At any rate, the silly, feel-good, extra-legal "reasoning" of this case is now being invoked to make the point that if these minors-at-the-time-of-the-crime should not be executed, then why should they be sentenced to terms of life imprisonment? As Doug Berman frames it over at Sentencing Law and Policy,
if the Constitution now demands a categorical bar on the death penalty for crimes committed before 18 because of some offenders' "immaturity" and "vulnerability" and the general "mitigating force of youth," shouldn't these same realities and concerns come to bear in at least some non-capital sentencing cases?

If Berman's reasoning is adopted by some such majority of five, then vicious murderers, whom the state can no longer execute, will not even be removed from society for life. And why stop there? If you can't punish the little darlings by death, nor by life imprisonment, then why should the state be allowed to incarcerate them for even twenty or even ten years?
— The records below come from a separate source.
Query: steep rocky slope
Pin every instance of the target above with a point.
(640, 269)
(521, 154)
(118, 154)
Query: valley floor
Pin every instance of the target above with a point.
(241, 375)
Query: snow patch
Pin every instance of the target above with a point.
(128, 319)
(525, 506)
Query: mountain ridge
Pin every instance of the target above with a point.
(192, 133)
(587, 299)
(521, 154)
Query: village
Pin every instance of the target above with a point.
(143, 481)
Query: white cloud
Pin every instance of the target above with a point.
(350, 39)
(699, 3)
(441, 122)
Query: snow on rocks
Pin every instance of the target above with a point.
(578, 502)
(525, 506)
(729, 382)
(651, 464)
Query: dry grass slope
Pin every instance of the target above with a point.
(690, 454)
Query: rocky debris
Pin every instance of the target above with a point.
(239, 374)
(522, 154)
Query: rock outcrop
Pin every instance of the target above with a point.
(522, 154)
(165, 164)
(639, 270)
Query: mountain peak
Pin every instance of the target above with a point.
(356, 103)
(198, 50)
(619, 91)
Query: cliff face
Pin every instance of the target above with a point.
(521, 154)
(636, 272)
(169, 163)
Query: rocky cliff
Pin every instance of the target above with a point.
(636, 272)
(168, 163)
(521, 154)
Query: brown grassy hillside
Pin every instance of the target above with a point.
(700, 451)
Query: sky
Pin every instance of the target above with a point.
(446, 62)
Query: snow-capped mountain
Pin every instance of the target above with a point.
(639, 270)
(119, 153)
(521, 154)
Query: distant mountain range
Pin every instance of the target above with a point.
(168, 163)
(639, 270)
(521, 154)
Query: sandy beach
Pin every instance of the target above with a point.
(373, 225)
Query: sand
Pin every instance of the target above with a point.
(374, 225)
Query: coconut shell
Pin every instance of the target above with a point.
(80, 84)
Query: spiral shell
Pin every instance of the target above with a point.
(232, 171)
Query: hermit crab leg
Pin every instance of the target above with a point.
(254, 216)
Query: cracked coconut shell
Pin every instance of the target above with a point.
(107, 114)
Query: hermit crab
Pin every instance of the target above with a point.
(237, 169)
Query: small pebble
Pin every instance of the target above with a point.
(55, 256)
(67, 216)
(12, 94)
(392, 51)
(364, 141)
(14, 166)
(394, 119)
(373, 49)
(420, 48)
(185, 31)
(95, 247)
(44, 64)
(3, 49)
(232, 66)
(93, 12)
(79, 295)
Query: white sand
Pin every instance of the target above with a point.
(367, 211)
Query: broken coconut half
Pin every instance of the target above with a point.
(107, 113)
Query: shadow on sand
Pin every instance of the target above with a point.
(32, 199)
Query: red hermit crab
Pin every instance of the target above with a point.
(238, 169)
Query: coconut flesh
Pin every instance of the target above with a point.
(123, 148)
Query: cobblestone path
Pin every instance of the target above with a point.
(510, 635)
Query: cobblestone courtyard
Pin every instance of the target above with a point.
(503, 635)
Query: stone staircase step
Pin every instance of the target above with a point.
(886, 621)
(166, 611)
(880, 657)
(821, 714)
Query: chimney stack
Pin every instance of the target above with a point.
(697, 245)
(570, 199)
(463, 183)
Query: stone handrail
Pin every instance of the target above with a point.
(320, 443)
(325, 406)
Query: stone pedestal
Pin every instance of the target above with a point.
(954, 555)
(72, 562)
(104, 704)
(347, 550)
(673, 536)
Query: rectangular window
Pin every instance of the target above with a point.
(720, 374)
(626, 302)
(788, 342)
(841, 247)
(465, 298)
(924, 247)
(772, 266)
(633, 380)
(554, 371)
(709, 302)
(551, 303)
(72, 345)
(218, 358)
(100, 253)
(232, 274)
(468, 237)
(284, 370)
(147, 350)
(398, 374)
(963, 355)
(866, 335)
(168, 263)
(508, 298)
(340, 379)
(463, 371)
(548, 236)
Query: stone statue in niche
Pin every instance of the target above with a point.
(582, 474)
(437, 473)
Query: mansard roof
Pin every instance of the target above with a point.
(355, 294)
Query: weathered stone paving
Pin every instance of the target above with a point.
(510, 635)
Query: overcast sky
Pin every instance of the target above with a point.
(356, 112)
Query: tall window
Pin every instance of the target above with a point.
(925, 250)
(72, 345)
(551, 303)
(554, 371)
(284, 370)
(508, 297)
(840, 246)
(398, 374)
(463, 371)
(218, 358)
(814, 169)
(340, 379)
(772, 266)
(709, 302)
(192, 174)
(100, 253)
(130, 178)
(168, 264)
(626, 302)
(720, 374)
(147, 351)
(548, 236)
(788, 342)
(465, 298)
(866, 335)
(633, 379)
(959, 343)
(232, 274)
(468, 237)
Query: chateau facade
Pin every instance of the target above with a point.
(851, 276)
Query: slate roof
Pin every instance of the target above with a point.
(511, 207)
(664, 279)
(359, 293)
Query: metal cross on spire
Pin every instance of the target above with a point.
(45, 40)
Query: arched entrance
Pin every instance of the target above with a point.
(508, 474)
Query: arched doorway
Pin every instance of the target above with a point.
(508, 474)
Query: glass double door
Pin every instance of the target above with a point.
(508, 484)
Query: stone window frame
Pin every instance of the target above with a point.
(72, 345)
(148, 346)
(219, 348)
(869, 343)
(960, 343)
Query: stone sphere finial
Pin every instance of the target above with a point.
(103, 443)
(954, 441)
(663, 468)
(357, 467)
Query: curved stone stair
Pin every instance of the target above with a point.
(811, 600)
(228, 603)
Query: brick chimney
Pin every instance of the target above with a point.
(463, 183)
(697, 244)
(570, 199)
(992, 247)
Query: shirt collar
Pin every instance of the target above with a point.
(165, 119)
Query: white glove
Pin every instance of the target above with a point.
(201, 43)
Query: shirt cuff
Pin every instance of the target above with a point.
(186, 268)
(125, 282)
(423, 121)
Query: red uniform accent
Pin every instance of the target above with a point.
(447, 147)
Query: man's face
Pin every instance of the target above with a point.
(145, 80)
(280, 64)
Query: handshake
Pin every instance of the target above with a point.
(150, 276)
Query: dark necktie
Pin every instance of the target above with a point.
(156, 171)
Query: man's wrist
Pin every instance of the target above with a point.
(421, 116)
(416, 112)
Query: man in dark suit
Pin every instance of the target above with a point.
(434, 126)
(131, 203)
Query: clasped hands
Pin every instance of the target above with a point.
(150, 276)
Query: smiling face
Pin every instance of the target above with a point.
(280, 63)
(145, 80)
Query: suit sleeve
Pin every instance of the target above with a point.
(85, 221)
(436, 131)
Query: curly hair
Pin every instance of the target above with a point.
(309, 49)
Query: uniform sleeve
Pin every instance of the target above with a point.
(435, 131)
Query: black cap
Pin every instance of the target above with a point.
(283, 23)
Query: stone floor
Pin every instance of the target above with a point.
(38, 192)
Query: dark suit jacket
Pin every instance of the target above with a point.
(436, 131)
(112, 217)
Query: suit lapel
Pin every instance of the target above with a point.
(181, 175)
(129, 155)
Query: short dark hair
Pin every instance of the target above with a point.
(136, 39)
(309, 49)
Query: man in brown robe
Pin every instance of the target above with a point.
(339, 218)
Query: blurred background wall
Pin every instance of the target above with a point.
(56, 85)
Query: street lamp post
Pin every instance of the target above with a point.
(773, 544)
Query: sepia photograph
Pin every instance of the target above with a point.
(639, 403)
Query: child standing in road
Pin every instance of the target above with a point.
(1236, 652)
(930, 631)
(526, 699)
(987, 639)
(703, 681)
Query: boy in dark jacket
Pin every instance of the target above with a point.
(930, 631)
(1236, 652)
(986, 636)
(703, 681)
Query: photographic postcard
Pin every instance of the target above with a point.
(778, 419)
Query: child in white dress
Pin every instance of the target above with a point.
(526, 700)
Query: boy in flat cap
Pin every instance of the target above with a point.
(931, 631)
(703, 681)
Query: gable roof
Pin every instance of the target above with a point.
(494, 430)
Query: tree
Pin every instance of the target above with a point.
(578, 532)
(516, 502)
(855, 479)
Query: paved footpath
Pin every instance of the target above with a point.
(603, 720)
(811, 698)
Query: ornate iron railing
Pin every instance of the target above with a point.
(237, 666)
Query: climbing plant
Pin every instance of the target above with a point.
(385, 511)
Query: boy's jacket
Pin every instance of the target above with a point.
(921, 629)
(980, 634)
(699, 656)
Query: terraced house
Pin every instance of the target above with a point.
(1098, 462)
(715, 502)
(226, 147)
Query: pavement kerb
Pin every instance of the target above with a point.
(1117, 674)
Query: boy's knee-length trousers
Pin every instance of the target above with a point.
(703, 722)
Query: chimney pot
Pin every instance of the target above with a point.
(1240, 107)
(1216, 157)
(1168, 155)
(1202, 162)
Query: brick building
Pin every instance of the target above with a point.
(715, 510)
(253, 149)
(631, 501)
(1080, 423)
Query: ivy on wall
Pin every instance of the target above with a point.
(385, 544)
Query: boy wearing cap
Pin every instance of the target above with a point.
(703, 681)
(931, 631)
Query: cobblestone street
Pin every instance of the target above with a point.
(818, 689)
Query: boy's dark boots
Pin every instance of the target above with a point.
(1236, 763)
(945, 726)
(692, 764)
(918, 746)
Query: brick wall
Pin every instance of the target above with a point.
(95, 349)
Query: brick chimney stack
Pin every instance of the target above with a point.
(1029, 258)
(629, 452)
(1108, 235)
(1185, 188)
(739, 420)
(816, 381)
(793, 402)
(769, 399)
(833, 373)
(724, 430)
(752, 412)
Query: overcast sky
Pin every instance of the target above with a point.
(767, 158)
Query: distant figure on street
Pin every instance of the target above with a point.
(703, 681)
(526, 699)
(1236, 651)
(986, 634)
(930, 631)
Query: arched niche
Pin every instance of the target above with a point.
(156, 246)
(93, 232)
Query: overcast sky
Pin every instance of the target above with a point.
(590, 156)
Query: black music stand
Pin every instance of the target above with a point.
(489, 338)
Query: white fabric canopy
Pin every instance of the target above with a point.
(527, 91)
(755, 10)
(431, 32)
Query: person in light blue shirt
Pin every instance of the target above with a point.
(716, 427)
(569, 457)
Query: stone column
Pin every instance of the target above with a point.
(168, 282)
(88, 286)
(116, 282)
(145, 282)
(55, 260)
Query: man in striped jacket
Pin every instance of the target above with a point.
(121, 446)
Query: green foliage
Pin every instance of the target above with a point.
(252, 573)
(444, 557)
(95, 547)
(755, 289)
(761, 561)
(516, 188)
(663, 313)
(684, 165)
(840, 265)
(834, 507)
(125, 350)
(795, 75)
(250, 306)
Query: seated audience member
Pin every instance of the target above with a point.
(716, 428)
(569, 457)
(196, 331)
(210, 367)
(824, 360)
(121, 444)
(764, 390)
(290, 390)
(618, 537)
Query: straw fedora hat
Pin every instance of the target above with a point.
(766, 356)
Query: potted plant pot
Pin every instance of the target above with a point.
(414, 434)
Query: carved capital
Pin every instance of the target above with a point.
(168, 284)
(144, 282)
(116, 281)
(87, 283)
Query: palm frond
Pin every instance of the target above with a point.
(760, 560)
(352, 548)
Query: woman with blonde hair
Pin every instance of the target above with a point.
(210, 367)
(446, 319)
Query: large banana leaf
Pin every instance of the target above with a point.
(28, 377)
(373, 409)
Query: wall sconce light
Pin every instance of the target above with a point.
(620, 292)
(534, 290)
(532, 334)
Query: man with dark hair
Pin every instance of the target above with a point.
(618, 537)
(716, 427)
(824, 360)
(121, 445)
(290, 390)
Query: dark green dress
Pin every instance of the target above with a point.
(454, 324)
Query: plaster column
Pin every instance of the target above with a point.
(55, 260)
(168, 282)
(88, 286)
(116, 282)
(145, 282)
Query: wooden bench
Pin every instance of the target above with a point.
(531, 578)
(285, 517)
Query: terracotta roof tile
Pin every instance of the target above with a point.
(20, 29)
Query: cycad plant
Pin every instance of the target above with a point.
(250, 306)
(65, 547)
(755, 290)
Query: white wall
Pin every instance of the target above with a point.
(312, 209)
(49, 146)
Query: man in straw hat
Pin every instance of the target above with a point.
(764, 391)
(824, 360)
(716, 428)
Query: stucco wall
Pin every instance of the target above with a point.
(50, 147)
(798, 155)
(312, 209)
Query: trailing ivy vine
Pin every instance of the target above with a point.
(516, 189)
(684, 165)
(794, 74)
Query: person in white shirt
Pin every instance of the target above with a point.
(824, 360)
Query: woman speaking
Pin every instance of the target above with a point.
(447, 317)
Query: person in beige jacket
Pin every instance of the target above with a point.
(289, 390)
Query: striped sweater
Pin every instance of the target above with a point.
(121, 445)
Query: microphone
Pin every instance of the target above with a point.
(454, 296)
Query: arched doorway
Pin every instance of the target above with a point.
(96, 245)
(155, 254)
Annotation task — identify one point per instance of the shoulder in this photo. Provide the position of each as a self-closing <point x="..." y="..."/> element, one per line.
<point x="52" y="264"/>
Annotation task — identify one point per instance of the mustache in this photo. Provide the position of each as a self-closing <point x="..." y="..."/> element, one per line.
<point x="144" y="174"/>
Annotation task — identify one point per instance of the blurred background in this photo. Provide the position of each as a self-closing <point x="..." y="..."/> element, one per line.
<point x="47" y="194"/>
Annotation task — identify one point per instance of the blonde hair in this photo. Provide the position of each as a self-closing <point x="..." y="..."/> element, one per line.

Certainly, once the sloppy reasoning of Roper is applied to its logical conclusion, the SCOTUS must ultimately tell us what so called "standards of decency" "in [their] own judgment" is constitutionally permissible for these "children." And by the way, this "reasoning" does not apply only to otherwise death penalty-eligible cases, but to any criminal offense, since the Eighth Amendment applies to all punishment in every criminal case.

If Berman's right, the SCOTUS will be a busy bunch, telling us what the maximum allowable sentence is for every crime committed by a juvenile.